VIDEO/PHOTOS: Whalers’ Inaugural Homerun Derby is a Success

Sean Mott swings for the fences during a Home Run Derby at Mashashimuet Park on Sunday. Michael Heller photos
Sean Mott swings for the fences during a Home Run Derby at Mashashimuet Park on Sunday. Michael Heller photos

By Emma Betuel

Sean Mott planned to be a spectator when he arrived at the Sag Harbor Whalers doubleheader against the Shelter Island Bucks on Sunday. Instead, he found himself in the Mashashimuet Park batter’s box, sending line drives deep into centerfield.

After five swings, he walked away as the winner of the Hamptons Collegiate Baseball League’s first-ever Home Run Derby.

VIDEO: Watch sluggers swing for the fences in Sunday’s home run derby. 

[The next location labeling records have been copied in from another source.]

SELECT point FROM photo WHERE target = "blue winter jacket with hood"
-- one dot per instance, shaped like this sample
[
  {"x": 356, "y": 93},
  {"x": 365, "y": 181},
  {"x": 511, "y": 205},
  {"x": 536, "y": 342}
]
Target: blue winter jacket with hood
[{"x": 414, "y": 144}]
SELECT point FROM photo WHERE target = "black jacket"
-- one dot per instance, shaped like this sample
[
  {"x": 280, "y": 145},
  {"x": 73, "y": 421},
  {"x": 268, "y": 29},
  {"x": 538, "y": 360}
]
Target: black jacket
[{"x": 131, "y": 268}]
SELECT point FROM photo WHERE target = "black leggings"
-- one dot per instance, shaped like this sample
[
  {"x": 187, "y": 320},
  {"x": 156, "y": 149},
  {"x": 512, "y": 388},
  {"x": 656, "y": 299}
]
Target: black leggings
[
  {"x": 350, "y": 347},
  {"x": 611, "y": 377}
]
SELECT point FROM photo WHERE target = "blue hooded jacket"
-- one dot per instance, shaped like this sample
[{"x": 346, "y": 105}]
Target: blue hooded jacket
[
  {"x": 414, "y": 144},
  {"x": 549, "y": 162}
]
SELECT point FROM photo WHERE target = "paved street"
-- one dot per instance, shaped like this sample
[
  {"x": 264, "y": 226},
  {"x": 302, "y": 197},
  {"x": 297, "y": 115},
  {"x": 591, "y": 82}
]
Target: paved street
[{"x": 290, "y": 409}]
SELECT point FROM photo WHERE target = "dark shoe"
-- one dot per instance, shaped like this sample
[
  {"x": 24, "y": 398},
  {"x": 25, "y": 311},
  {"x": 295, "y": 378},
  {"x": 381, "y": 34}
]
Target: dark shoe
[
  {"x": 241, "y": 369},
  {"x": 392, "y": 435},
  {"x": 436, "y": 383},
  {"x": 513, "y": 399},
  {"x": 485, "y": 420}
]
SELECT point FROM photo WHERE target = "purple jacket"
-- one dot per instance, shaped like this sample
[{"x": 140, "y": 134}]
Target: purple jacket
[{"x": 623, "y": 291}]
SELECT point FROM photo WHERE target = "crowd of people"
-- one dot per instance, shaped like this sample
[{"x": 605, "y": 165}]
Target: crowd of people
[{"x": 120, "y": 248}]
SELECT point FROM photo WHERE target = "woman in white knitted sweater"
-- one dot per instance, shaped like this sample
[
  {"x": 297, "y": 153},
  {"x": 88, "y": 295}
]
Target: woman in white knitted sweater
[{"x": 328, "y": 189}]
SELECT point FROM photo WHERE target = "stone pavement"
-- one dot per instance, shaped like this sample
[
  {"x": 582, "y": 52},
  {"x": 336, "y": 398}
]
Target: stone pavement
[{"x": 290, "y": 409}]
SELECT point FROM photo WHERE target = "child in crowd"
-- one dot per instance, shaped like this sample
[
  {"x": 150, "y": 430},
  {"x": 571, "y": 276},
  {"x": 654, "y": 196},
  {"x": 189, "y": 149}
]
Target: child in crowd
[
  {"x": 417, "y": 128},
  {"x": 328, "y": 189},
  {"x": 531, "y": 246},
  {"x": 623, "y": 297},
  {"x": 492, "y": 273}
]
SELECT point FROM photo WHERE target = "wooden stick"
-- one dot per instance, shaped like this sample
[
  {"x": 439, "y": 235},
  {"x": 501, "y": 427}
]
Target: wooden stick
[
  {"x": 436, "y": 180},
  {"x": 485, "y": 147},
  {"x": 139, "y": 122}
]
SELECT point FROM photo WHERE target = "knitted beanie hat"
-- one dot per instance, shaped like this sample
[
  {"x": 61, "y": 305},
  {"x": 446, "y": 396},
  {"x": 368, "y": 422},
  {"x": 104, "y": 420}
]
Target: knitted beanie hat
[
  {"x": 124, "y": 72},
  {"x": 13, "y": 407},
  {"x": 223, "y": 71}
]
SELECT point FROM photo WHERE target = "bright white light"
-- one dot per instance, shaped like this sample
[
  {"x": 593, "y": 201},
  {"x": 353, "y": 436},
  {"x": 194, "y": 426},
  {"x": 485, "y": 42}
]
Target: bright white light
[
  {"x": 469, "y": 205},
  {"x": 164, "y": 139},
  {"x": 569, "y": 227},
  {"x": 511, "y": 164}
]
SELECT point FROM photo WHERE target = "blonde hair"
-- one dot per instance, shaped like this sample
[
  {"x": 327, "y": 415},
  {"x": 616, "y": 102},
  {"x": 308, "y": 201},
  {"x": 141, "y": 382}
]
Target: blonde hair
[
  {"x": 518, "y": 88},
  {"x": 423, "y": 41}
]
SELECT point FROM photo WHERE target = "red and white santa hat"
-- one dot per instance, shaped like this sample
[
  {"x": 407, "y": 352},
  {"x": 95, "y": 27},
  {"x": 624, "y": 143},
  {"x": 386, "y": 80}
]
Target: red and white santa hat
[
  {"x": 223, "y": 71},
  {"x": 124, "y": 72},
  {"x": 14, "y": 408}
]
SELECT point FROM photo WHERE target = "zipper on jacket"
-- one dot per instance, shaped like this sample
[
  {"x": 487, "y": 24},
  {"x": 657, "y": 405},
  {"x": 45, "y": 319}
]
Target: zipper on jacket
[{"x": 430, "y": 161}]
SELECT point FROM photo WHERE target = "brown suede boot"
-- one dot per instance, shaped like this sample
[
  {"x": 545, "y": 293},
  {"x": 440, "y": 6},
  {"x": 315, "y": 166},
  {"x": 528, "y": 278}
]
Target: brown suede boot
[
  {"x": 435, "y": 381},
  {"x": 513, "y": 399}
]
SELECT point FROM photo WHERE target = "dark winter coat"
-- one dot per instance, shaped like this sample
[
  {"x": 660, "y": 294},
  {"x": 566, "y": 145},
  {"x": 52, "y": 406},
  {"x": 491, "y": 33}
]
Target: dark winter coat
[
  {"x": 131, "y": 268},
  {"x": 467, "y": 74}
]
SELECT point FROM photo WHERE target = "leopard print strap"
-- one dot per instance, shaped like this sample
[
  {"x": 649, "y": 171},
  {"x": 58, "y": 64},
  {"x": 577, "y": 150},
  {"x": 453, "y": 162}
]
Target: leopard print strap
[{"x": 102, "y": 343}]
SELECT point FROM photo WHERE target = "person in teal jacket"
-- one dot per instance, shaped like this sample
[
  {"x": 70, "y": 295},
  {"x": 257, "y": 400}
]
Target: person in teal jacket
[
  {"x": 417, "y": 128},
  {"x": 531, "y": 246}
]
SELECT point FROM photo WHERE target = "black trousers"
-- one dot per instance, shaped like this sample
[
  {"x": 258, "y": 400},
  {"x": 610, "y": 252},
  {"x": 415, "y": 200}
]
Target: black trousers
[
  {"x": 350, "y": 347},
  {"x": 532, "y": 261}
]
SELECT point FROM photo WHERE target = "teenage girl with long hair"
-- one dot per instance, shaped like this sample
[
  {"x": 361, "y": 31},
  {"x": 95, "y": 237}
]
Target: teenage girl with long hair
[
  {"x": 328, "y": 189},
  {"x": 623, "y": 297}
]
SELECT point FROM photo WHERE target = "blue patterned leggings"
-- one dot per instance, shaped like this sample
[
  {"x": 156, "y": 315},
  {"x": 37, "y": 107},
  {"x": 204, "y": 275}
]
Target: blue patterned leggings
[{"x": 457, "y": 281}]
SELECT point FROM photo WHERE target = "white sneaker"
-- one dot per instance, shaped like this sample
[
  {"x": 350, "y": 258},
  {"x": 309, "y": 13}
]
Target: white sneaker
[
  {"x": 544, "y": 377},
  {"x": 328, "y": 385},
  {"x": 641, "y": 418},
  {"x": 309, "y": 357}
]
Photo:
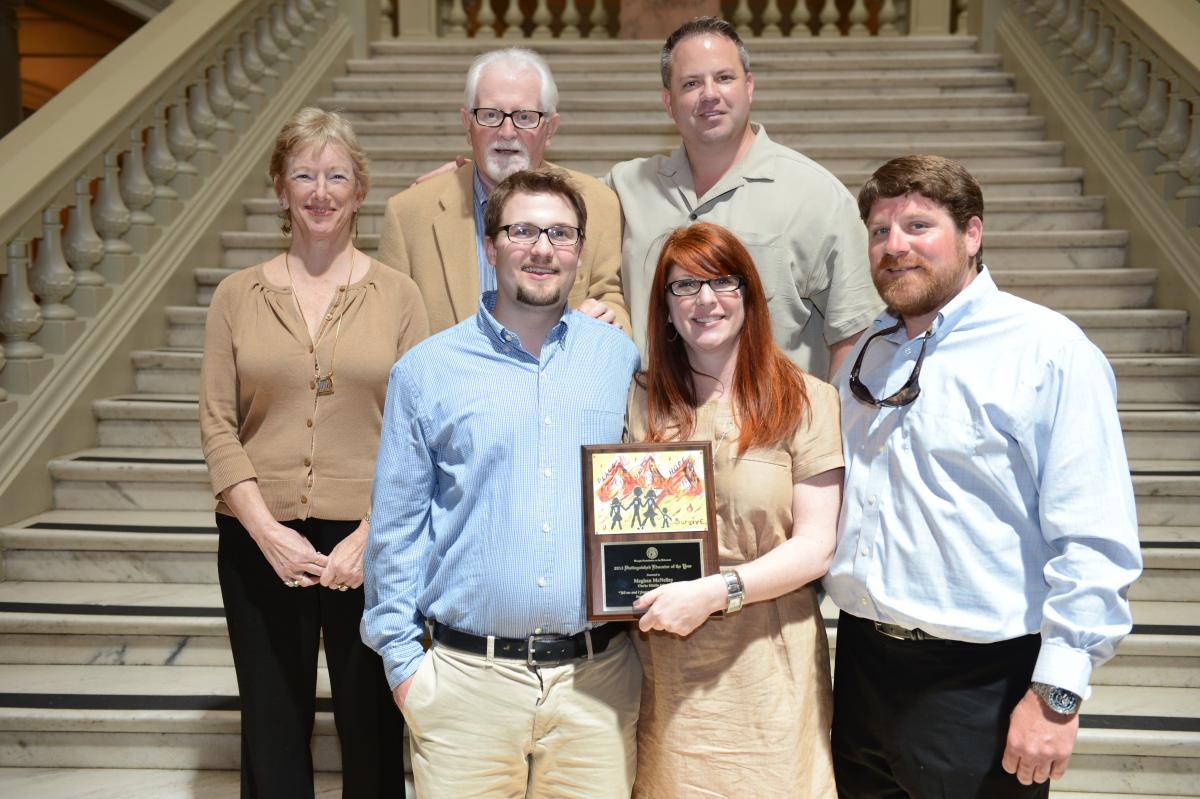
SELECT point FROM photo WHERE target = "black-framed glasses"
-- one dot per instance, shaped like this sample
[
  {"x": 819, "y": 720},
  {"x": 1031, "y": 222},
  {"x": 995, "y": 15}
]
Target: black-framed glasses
[
  {"x": 691, "y": 286},
  {"x": 522, "y": 119},
  {"x": 559, "y": 235},
  {"x": 907, "y": 392}
]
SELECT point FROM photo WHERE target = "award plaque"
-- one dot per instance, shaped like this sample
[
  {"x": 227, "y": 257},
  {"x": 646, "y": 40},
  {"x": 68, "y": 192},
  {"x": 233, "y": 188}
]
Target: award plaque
[{"x": 649, "y": 518}]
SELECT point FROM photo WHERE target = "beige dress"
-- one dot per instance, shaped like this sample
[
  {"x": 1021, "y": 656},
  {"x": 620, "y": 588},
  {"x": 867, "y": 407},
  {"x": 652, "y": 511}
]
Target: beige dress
[{"x": 742, "y": 707}]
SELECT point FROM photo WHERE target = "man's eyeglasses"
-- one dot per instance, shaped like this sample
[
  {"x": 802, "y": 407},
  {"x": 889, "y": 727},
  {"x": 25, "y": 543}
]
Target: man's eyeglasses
[
  {"x": 522, "y": 120},
  {"x": 906, "y": 394},
  {"x": 559, "y": 235},
  {"x": 691, "y": 286}
]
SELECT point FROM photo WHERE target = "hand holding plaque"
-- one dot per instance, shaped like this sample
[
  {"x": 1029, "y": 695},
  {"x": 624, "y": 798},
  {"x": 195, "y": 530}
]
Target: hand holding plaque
[{"x": 649, "y": 518}]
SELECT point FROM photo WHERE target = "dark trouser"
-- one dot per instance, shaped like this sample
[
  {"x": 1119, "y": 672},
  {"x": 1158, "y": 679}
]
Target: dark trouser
[
  {"x": 925, "y": 719},
  {"x": 275, "y": 632}
]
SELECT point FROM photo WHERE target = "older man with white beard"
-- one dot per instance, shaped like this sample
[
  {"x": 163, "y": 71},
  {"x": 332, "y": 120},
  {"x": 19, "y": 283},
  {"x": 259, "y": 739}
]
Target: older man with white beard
[{"x": 433, "y": 232}]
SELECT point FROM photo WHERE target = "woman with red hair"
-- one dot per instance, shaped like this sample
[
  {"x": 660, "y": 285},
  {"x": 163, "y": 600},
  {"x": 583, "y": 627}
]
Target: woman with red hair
[{"x": 738, "y": 704}]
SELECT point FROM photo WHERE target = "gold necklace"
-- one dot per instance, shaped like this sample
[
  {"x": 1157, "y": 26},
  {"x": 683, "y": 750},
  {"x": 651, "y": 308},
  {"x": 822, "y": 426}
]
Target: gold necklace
[{"x": 324, "y": 384}]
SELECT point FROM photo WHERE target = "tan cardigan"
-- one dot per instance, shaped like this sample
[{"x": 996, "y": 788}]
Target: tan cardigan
[{"x": 259, "y": 412}]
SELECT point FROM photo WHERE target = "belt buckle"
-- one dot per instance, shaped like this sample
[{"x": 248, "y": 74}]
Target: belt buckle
[{"x": 529, "y": 642}]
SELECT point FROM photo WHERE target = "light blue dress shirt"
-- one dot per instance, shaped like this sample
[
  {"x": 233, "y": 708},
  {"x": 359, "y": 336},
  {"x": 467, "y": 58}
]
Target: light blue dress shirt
[
  {"x": 477, "y": 506},
  {"x": 479, "y": 204},
  {"x": 999, "y": 503}
]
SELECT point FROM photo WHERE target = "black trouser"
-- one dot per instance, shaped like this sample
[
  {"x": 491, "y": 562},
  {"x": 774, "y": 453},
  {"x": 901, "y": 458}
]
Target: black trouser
[
  {"x": 927, "y": 719},
  {"x": 275, "y": 632}
]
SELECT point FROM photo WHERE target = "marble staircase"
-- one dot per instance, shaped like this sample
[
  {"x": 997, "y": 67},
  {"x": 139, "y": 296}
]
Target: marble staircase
[{"x": 113, "y": 652}]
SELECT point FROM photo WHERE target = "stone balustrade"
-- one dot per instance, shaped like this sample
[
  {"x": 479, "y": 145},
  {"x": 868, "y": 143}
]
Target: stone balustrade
[
  {"x": 1144, "y": 92},
  {"x": 90, "y": 187}
]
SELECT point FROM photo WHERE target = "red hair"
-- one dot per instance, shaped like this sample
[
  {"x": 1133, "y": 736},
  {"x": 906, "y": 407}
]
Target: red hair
[{"x": 768, "y": 392}]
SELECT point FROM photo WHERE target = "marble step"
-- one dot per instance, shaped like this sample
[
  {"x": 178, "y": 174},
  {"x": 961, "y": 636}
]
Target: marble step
[
  {"x": 148, "y": 420},
  {"x": 149, "y": 782},
  {"x": 1051, "y": 181},
  {"x": 652, "y": 133},
  {"x": 598, "y": 155},
  {"x": 840, "y": 79},
  {"x": 561, "y": 53},
  {"x": 1003, "y": 250},
  {"x": 1002, "y": 214},
  {"x": 768, "y": 107}
]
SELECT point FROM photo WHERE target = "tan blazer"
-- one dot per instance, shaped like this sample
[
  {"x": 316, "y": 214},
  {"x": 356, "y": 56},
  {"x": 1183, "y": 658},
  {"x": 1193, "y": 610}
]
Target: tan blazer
[{"x": 429, "y": 233}]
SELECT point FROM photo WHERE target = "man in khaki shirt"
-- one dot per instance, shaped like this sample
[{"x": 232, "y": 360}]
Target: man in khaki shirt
[
  {"x": 433, "y": 230},
  {"x": 797, "y": 220}
]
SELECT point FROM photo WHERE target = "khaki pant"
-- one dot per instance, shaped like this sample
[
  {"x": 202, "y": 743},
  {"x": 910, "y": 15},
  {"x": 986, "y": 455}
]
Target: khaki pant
[{"x": 503, "y": 730}]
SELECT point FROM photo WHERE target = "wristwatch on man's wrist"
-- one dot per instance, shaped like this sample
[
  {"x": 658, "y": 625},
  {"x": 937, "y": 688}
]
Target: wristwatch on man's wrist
[
  {"x": 1061, "y": 701},
  {"x": 736, "y": 592}
]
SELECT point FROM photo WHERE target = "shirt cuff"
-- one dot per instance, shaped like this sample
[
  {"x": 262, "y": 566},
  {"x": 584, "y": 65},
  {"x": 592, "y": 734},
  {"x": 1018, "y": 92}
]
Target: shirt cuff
[{"x": 1065, "y": 667}]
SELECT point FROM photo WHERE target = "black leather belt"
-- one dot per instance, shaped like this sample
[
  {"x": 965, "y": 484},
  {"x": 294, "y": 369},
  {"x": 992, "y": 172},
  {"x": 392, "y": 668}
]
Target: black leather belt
[
  {"x": 903, "y": 634},
  {"x": 534, "y": 649}
]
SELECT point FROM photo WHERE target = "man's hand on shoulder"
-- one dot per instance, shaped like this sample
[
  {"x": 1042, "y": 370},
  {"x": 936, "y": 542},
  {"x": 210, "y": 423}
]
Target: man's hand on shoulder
[
  {"x": 449, "y": 166},
  {"x": 1039, "y": 740},
  {"x": 598, "y": 310}
]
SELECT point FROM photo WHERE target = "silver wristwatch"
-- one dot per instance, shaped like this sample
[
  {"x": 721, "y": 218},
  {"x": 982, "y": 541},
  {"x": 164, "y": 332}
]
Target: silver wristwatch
[
  {"x": 736, "y": 589},
  {"x": 1061, "y": 701}
]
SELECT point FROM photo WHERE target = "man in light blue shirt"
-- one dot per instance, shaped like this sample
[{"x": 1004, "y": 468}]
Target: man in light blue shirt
[
  {"x": 475, "y": 528},
  {"x": 988, "y": 534}
]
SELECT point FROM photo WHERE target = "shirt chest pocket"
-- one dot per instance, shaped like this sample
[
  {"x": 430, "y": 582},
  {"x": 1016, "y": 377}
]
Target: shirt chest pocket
[{"x": 601, "y": 426}]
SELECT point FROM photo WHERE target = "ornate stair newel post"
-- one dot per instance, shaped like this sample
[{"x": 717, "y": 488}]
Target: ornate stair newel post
[
  {"x": 82, "y": 245},
  {"x": 19, "y": 314},
  {"x": 51, "y": 278},
  {"x": 161, "y": 167}
]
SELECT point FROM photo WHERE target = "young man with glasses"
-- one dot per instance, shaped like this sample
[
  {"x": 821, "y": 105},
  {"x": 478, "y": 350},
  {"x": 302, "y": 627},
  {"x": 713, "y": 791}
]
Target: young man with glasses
[
  {"x": 988, "y": 534},
  {"x": 433, "y": 232},
  {"x": 475, "y": 527}
]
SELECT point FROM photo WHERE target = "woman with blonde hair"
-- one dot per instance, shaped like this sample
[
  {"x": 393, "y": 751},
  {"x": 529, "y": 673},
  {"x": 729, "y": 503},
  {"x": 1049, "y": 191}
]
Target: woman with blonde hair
[
  {"x": 297, "y": 354},
  {"x": 741, "y": 703}
]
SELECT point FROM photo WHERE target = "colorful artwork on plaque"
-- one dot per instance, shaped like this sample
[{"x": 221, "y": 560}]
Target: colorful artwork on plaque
[{"x": 648, "y": 492}]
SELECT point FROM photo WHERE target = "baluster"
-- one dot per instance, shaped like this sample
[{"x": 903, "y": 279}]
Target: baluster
[
  {"x": 858, "y": 17},
  {"x": 1133, "y": 97},
  {"x": 570, "y": 20},
  {"x": 51, "y": 278},
  {"x": 828, "y": 19},
  {"x": 137, "y": 191},
  {"x": 541, "y": 20},
  {"x": 1116, "y": 76},
  {"x": 486, "y": 17},
  {"x": 887, "y": 18},
  {"x": 82, "y": 245},
  {"x": 109, "y": 212},
  {"x": 183, "y": 145},
  {"x": 1189, "y": 160},
  {"x": 514, "y": 20},
  {"x": 238, "y": 82},
  {"x": 203, "y": 122},
  {"x": 599, "y": 19},
  {"x": 771, "y": 19},
  {"x": 1153, "y": 115},
  {"x": 221, "y": 102},
  {"x": 19, "y": 314},
  {"x": 1174, "y": 137},
  {"x": 161, "y": 167}
]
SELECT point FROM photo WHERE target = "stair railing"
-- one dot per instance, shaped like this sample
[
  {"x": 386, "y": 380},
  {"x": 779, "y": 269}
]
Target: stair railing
[
  {"x": 1122, "y": 78},
  {"x": 112, "y": 185}
]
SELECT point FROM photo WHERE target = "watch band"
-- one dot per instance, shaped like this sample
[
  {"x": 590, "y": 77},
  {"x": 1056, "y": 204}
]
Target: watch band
[
  {"x": 736, "y": 590},
  {"x": 1061, "y": 701}
]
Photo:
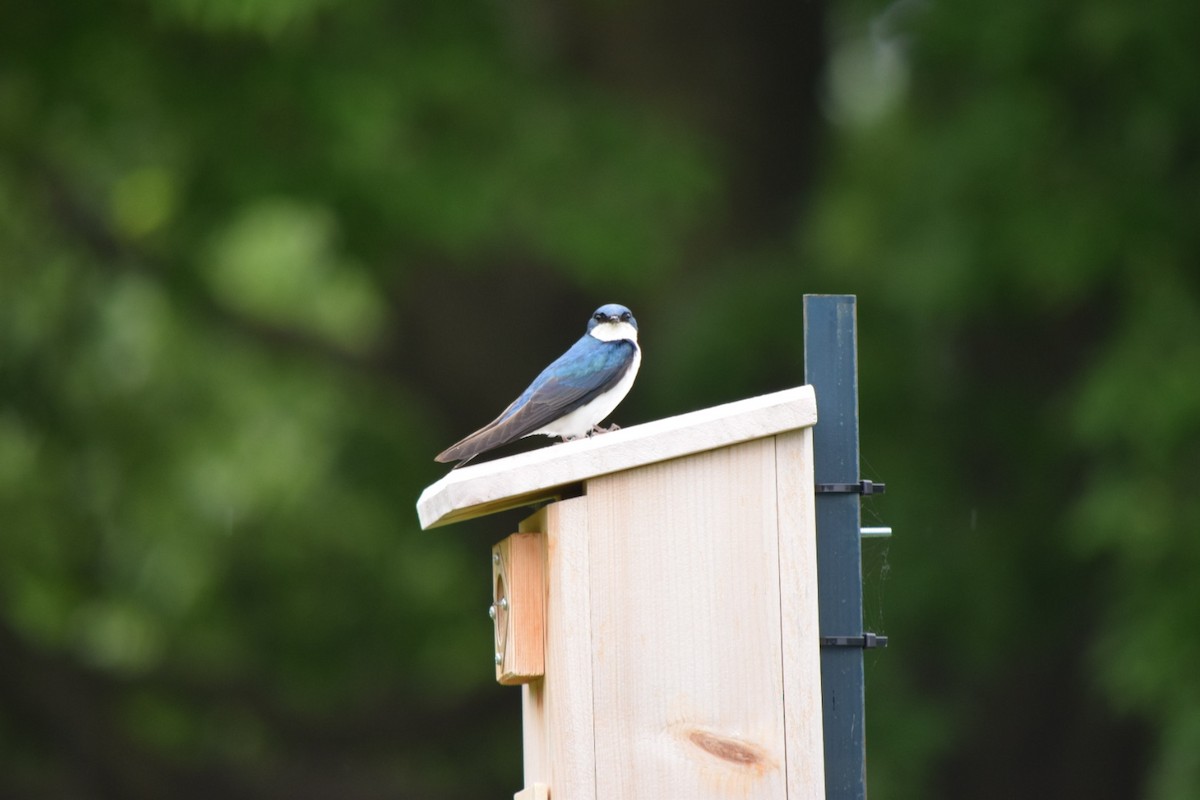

A coach for the Sag Harbor Little League Minor League All Stars, a season of hitting pop-flies and fungos paid off for Mott, who didn’t linger after he claimed his prizes: a bottle of prosecco from Sag Harbor Liquors, which sponsored the event, and some Whalers apparel.

“It was good,” Mott said in the parking lot. “I wasn’t going to do it, and then my kids ran home and got my sneakers.”

An event intended to benefit the HCBL, the home-run derby was light on home runs as no one managed to clear the fence. Mott’s winning hit was a ground rule double sent to deep center field.

Recent Pierson High School graduate James Sherry took a few cuts Sunday at the park.

Regardless, Sag Harbor’s sluggers were happy to come out of retirement for the price of $5 for five swings. While only eight hitters had signed up ahead of time, Whalers co-GM Tom Gleeson was soon approached by several other fans who were inspired — maybe by the lack of homers — to take some swings. In the end, 13 batters including former Pierson players and Little League coaches stepped up to the plate. Mott batted in the cleanup spot, perhaps foreshadowing his eventual victory.

Gleeson is hoping to make the derby a staple in the HCBL’s July 4th programming.

“This whole thing was Bob Schmidt’s idea,” Gleeson said about the long-time owner of Sag Harbor Liquors. “This is the first time we’ve done this, and it’s been a ton of fun.”

Dennis Ruiz Jr., an East Hampton resident, sought to increase his odds by spending more time in the box. Using a wooden bat — a mistake, according to current Whalers infielder Cole Coker — he tried his luck over 20 swings.

“Using a metal bat is cheating,” Ruiz insisted. “It went alright, but I should have taken more time in between pitches. By the time I got to 14, 15 I was tired.”

For those already planning to enter the 2018 Home Run Derby, this year’s competitors have some advice: take your       time between pitches, use a metal bat (even if it’s cheating), and try to lift the ball. If that doesn’t work, Tim Nolan, a pitching coach for the Shelter Island Bucks, suggests you “just grip it and rip it.”

And If Mott’s victory is any indicator, also doesn’t hurt to spend a season or two coaching a Little League team.

All Stars Set For Their Own Home Run Derby

The HCBL will hold its 3rd Annual Home Run Derby on Monday, July 10, at Baseball Heaven in Yaphank. There will be seven participants representing each team in the league, with Justin Lebek (Davidson) slugging for the Whalers. The home run derby begins at 1:30 p.m. and will be followed by the 5th Annual HCBL All-Star Game at 5p.m.